Tony snorted. ″Working with the man who betrayed me? Why in god's name would I do that? No, wait. Don't answer that. Don't care. End call.″ 

″Ross is attempting to call you back.″

″Send it to voicemail, FRIDAY.″

″Will do, boss.″

He used to make a play at being conciliatory to Ross when it suited him. Now, it turned into another person who thought they could force Tony into a corner and make him dance to their tune. It got old quick, and Tony had more important things to do than play nice with people who would never play nice back. Plus, the more he bristled at Ross's demands, the more Ross assumed it due to Tony being under his thumb. And that? That worked in Tony's favour.

~*~

″Hey, FRIDAY,″ Tony began as he sauntered into his workshop. ″Do you have all the data from the last facility added to the predictive algorithm?"

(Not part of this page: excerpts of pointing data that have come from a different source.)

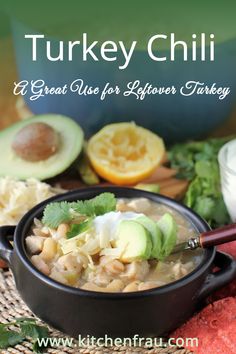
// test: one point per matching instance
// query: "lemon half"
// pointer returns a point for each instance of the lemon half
(124, 153)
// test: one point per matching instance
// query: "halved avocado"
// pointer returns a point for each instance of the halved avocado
(70, 137)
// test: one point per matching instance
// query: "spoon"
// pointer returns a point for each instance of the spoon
(208, 239)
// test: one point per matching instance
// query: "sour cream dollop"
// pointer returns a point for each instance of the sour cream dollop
(106, 225)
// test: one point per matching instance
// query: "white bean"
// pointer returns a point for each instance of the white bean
(49, 249)
(39, 263)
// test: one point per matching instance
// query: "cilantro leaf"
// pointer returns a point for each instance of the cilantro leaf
(9, 338)
(56, 213)
(59, 212)
(33, 331)
(27, 328)
(101, 204)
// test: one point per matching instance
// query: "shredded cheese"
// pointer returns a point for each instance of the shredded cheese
(18, 197)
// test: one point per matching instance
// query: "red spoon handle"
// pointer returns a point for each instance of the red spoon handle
(218, 236)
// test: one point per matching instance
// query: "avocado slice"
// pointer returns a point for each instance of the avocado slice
(134, 240)
(71, 142)
(156, 235)
(168, 227)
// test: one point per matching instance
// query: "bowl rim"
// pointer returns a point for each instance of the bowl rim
(120, 192)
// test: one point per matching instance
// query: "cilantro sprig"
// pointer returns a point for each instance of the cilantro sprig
(62, 212)
(25, 328)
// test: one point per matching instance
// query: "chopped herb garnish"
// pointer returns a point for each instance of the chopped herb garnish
(197, 162)
(59, 212)
(56, 213)
(25, 328)
(99, 205)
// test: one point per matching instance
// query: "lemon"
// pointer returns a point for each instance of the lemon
(124, 153)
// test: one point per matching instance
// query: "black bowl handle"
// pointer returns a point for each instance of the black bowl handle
(6, 235)
(222, 277)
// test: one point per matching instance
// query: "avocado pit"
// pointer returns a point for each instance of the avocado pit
(36, 142)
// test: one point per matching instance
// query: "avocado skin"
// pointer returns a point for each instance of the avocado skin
(169, 229)
(156, 235)
(71, 143)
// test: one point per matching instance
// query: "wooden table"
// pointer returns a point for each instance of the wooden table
(8, 74)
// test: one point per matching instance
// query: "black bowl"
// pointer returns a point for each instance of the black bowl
(147, 313)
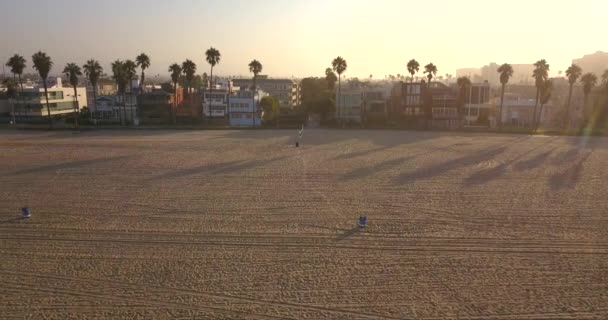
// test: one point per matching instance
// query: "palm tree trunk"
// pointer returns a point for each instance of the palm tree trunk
(95, 97)
(21, 95)
(567, 119)
(253, 99)
(535, 107)
(502, 99)
(48, 109)
(339, 97)
(76, 109)
(141, 92)
(539, 116)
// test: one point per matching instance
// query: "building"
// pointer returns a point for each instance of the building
(415, 104)
(244, 108)
(477, 110)
(286, 91)
(215, 102)
(62, 102)
(349, 105)
(596, 63)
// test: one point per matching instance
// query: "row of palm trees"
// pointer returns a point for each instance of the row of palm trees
(122, 72)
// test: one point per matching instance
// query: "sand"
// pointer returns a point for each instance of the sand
(243, 225)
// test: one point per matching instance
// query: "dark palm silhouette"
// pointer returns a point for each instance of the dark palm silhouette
(213, 57)
(545, 95)
(142, 61)
(430, 70)
(412, 67)
(506, 72)
(72, 72)
(464, 84)
(589, 81)
(189, 69)
(176, 71)
(93, 70)
(331, 79)
(255, 67)
(43, 64)
(130, 73)
(540, 75)
(119, 75)
(339, 65)
(17, 65)
(573, 73)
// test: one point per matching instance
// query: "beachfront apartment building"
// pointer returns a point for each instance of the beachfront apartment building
(215, 102)
(62, 102)
(286, 91)
(244, 108)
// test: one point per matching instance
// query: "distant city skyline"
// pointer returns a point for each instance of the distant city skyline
(300, 38)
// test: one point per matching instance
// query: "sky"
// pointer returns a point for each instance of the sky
(298, 38)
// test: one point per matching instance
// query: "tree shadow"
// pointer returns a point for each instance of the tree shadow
(68, 165)
(368, 171)
(218, 168)
(568, 178)
(359, 153)
(12, 220)
(348, 233)
(441, 168)
(534, 161)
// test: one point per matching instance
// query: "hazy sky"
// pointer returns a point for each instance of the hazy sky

″Yes, boss,″ FRIDAY replied. The screens lit up with the new data being processed. The difficulty of predicting Steve's next move was two-fold. One, the sheer amount of data needing to be processed to figure out where the potential locations were, coupled with the fact that Tony didn't know what intel Steve had that he didn't and vice versa. The second issue being Steve himself, who lived to defy Tony, even when it came to cooperating with Tony's predictability models. 

″Let me know if it comes up with anything,″ Tony said, swiveling in his chair. He wanted to, no, needed to get to Steve's next target before Steve did. He wanted to do it just to prove that he could. So when Steve showed up, he'd have no choice but to acknowledge Tony beyond a phone and a dumb note.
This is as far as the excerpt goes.